Thursday, September 17, 2009

TORONTO FILM FESTIVAL, 3rd Day, Part 2


JEAN CHARLES, directed by Henrique Goldman
England/Brazil

Another earnest plea for justice from a higher profile incident than the previous day's Mexican film Backyard covered. After the Tube and bus bombings in London in 2005, police tracked and fatally shot a man they suspected of being a terrorist involved in the plot. After a brief investigation, police admitted that the man turned out to be completely unrelated to the incidents. He was a Brazilian immigrant, Jean Charles de Menezes, stalked by police because they felt he "looked like a Muslim." Police had found a backpack at the site of a failed bombing that same day which contained an address; the address was of an apartment house in which Jean Charles also had an apartment. This flimsy piece of "evidence" is revealed not in the film itself, but in a postscript just before the credits roll.

The film is shown principally from the point of view of Jean Charles, so the police suspicions, their "evidence," and any discussions they may have had are never shown in the main body of the film, just the fatal showdown. What emerges from that style is three quarters of a film that is a loosely structured portrait of Brazilians in London -- their culture, their home life, and their nightlife. It's informative, another window that the Toronto festival provides into an overlooked subculture. And it creates in the viewer the same sense of shock and puzzlement that hit the Brazilians around Jean Charles.
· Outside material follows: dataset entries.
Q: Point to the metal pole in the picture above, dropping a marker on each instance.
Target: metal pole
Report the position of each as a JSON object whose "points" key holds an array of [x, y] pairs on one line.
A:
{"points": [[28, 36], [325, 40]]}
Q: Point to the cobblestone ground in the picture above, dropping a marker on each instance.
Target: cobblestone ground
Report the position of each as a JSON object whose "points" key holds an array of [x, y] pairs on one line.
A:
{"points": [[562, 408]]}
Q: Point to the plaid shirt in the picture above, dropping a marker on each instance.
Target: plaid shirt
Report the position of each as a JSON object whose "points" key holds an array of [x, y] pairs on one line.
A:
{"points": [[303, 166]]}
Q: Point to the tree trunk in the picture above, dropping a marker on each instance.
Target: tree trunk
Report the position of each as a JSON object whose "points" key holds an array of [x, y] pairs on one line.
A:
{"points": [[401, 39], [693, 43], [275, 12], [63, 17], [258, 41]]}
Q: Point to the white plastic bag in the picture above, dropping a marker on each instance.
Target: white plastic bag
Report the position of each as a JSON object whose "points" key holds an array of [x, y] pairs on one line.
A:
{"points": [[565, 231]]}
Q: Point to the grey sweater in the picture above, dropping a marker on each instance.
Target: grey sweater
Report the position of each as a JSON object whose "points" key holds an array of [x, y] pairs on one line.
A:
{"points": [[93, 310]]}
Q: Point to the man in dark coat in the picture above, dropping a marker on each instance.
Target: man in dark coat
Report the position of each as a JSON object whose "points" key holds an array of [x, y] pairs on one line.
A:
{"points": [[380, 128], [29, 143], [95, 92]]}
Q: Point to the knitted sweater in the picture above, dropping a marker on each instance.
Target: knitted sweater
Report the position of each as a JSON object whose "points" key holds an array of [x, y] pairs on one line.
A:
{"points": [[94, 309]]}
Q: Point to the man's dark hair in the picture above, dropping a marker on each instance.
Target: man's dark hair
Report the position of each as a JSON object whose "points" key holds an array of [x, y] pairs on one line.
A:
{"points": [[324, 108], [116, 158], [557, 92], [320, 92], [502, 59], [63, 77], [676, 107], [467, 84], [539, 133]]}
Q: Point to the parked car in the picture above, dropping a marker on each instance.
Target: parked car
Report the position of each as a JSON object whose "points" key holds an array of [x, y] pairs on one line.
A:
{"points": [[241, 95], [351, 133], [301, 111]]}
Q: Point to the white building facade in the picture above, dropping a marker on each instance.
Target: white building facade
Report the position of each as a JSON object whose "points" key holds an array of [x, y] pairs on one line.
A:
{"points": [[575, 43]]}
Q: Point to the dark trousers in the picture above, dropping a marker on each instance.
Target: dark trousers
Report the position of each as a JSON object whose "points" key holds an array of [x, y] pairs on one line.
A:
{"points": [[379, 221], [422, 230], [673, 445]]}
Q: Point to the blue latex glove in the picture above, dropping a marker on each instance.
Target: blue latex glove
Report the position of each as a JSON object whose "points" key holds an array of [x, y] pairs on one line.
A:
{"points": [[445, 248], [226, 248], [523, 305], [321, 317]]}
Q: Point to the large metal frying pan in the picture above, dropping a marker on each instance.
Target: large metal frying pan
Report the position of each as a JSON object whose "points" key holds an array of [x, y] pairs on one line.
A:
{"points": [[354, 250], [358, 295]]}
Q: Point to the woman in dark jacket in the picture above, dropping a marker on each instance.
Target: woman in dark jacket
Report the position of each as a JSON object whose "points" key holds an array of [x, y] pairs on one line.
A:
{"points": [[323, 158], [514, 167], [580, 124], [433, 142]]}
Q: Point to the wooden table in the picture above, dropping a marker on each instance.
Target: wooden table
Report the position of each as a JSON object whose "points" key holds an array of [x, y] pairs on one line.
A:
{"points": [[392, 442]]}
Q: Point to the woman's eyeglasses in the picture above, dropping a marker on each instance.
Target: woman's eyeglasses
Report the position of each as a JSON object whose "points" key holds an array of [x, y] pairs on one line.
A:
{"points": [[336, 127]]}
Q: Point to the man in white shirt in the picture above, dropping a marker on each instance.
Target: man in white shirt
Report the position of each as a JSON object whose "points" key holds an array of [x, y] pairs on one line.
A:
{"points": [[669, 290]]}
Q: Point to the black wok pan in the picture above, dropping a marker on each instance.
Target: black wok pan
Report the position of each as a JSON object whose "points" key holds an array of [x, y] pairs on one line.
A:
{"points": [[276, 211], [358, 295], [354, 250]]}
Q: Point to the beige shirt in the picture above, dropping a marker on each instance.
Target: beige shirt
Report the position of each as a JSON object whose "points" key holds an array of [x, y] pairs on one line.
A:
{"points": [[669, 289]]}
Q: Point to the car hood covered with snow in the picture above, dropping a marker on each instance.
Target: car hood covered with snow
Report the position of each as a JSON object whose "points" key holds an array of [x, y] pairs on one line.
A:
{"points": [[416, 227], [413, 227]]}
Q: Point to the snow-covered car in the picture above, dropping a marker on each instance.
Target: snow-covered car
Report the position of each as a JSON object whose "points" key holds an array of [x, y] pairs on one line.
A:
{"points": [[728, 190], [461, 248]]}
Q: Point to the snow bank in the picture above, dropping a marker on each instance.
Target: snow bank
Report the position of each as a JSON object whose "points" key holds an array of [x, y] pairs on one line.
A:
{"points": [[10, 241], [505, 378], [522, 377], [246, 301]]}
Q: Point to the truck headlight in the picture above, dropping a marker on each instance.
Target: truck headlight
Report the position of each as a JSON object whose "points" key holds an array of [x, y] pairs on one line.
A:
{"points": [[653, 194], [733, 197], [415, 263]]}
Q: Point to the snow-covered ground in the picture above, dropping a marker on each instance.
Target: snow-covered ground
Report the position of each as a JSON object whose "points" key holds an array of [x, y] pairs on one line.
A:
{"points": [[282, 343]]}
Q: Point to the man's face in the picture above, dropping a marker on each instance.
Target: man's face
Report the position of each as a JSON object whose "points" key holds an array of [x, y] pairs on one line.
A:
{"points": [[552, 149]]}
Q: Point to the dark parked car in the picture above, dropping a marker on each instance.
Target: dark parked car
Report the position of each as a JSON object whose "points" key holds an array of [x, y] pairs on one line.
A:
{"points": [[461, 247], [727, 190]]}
After that, the last quarter of the film becomes an angry denunciation of injustice, government unresponsiveness and the frustrating failure of the Brazilian community in London to obtain any satisfaction from the government. While this last quarter of the film has a sharper focus, it is very angry in its performances and its trajectory. That confers a certain power, but it doesn't drive its point home is effectively as a more tightly structured film might have.

An important message and a noble effort. I rate it a B.